Monday, March 14, 2011

Wanted: A mystery science theater for stats and programming books.

Wanted: A mystery science theater for stats and programming books.

Looking for good introductory R books for non-programmers, (Know any? Books, I mean, not non-programmers.) I ran across this wonderful review of an apparently ludicrous book.

Statistical Analysis with R: Beginner’s Guide by John M. Quick

Summary: If you can get past the strange underlying story, then this gives a good introduction to R to someone with no programming experience.

[...]

[B]efore describing the data analysis section of the book, I should explain the underlying story used throughout the book. The introductory chapter gives a bit of ancient Chinese history, and states that you, the reader, have been chosen to succeed the famous military leader Zhuge Liang and need to learn how to use R to analyse his data and plan the future of the military campaign.

The rest of the book takes on this theme, both in the data analysis (comparing the Shu and Wei armies, and predicting battle outcomes using regression) and the general phrasing (headings like “Have a go hero!” and emphasis that if you fail the Chinese kingdom will collapse).

Wow.

Friday, March 11, 2011

Scalable models for education

via my good friend Steve Stay:

The White House has a new initiative out: Winning the Education Future - The Role of ARPA-ED (16 pages)
To address the under-investment in learning technology R and D, the President’s FY2012 budget proposes to invest $90 million to create an Advanced Research Projects Agency for Education (ARPA-ED). ARPA-ED will fund projects performed by industry, universities, or other innovative organizations, selected based on their potential to create a dramatic breakthrough in learning and teaching.
ARPA-ED is trying to catalyze development of:
* Digital tutors as effective as personal tutors.
* Courses that improve the more students use them.
* Educational software as compelling as the best videogame.
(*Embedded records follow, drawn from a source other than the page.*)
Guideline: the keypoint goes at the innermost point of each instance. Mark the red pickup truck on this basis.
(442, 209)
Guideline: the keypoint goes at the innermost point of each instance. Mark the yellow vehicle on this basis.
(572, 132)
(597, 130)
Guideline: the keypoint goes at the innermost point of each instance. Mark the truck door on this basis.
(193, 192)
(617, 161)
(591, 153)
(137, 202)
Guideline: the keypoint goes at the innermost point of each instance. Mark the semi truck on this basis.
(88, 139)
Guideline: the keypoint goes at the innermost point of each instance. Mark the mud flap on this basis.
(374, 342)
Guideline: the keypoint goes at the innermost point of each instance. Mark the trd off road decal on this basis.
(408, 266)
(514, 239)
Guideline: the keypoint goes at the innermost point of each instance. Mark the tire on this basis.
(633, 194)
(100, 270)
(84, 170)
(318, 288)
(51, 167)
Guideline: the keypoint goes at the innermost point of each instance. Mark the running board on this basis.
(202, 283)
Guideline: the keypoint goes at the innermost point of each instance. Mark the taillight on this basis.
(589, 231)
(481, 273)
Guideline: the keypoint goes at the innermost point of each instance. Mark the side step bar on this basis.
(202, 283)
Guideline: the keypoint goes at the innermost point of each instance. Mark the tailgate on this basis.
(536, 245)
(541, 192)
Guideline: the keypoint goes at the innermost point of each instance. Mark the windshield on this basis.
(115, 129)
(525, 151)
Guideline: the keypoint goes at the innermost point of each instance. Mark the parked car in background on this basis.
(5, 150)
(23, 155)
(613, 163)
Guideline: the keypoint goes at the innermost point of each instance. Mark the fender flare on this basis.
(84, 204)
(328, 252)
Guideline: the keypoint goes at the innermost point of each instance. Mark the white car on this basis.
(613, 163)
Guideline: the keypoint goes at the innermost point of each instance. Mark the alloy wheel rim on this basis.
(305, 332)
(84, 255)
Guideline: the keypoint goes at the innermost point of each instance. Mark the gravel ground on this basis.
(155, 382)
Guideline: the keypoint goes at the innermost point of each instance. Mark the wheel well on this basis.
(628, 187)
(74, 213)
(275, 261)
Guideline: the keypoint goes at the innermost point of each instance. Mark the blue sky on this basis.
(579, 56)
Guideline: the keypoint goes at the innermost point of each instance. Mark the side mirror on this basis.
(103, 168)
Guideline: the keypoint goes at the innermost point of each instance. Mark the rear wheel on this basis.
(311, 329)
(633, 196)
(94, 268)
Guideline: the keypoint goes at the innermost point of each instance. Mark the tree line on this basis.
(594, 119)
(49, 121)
The intuition here is really interesting -- building technologies for education that scale. Our ed system is based on a 150-year-old chalk-and-talk delivery system. One teacher, ~20 students, one lecture at a time, interspersed with homework, projects, and some small group discussion. I'm stylizing here, but you know I'm not too far off.
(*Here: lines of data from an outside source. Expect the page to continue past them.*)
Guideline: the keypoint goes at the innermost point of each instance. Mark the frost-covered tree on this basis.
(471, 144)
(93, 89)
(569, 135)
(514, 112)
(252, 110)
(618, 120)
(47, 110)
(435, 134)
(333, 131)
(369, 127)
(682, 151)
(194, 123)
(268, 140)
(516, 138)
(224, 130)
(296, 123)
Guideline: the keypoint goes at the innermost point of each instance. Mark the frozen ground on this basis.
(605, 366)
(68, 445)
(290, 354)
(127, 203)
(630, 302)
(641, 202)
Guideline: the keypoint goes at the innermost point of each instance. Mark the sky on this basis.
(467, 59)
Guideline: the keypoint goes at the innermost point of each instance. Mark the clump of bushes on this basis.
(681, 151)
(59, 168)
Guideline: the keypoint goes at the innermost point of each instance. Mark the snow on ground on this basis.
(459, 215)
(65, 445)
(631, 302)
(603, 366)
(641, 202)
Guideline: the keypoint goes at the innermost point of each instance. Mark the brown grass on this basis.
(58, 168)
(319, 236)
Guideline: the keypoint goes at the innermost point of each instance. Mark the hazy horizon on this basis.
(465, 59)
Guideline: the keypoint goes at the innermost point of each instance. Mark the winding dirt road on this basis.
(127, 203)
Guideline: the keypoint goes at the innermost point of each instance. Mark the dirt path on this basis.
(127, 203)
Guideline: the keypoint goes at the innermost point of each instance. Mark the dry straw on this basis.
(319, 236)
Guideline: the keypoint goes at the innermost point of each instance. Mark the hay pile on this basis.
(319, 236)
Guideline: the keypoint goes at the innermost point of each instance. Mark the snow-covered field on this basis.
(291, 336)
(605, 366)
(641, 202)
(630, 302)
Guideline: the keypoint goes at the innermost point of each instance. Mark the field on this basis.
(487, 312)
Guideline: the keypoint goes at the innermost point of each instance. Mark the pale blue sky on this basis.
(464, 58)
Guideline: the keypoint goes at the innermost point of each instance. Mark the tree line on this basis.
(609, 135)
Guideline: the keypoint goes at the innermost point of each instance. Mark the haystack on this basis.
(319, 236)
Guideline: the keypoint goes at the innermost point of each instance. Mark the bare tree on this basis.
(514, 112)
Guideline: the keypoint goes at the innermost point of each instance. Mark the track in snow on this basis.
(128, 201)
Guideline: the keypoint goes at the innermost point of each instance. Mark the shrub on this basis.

The major bottleneck in this system is effective teachers. Roughly speaking, the number of students getting a good classroom education is equal to the number of good teachers times twenty. Given the tremendous difficulty of recruiting, training, and retaining teachers, this is a serious constraint.
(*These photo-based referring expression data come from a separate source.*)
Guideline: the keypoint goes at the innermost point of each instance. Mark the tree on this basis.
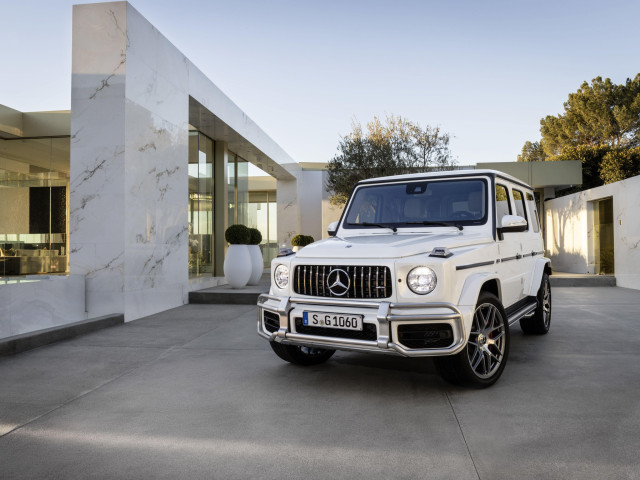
(393, 147)
(602, 113)
(532, 152)
(600, 126)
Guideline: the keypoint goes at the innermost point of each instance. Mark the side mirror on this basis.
(512, 223)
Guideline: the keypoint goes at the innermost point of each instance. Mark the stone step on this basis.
(582, 280)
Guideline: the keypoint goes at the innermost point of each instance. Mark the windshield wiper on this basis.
(368, 224)
(437, 224)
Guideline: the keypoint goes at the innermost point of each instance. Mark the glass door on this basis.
(603, 237)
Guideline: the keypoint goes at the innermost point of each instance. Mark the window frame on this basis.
(524, 205)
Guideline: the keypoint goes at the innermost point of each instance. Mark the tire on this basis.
(301, 355)
(484, 357)
(540, 321)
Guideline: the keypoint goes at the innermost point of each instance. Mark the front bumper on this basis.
(386, 316)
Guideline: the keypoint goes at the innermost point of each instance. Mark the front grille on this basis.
(368, 331)
(364, 281)
(271, 321)
(425, 335)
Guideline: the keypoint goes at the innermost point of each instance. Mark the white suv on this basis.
(426, 265)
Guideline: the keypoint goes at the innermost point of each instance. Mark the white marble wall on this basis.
(129, 154)
(32, 304)
(288, 209)
(330, 213)
(570, 226)
(129, 181)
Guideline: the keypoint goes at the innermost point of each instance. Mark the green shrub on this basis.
(255, 236)
(302, 240)
(237, 235)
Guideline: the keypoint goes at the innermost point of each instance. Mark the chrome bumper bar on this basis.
(386, 312)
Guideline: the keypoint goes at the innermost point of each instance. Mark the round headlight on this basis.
(281, 276)
(422, 280)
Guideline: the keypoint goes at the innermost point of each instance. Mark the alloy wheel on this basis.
(487, 341)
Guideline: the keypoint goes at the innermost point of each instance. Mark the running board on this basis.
(524, 312)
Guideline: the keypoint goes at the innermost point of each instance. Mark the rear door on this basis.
(509, 247)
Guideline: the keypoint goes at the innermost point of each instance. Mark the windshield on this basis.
(429, 203)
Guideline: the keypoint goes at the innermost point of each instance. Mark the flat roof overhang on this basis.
(561, 174)
(214, 127)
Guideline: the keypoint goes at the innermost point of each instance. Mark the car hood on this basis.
(389, 246)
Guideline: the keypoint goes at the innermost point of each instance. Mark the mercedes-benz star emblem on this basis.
(338, 282)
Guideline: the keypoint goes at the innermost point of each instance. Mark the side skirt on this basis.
(522, 309)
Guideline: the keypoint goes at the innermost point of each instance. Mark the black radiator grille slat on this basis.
(368, 331)
(364, 281)
(425, 335)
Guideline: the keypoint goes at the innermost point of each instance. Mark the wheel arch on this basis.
(477, 283)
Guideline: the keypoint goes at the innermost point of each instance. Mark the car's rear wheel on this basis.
(483, 359)
(301, 355)
(540, 322)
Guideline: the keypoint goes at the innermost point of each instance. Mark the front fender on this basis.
(536, 280)
(472, 286)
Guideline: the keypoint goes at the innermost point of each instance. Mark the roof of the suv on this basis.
(447, 173)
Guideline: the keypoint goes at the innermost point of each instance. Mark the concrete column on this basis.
(220, 205)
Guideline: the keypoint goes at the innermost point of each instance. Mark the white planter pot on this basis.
(257, 264)
(237, 266)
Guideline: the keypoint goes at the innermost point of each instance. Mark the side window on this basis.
(531, 201)
(503, 207)
(521, 209)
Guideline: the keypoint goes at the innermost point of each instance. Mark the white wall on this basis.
(34, 304)
(129, 156)
(570, 231)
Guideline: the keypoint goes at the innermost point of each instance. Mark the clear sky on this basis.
(485, 71)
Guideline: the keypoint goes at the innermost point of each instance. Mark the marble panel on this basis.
(173, 66)
(288, 211)
(150, 266)
(140, 303)
(150, 89)
(5, 311)
(97, 124)
(44, 303)
(95, 87)
(99, 38)
(97, 217)
(143, 38)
Therefore, I am a huge fan of the idea of deploying better education via scalable technology. But I don't think we've seen this done right yet. Some also-rans:
  • i-tunes U and similar platforms strike me as a partial first step -- maybe a good replacement for lectures. Suppose I'm a middling public speaker with reasonably good subject knowledge in an area. Why should I lecture when my students can hear from a top-of-the field virtuoso? But education is a lot more than content delivery. itunes can't give you feedback, answer questions, or hold office hours.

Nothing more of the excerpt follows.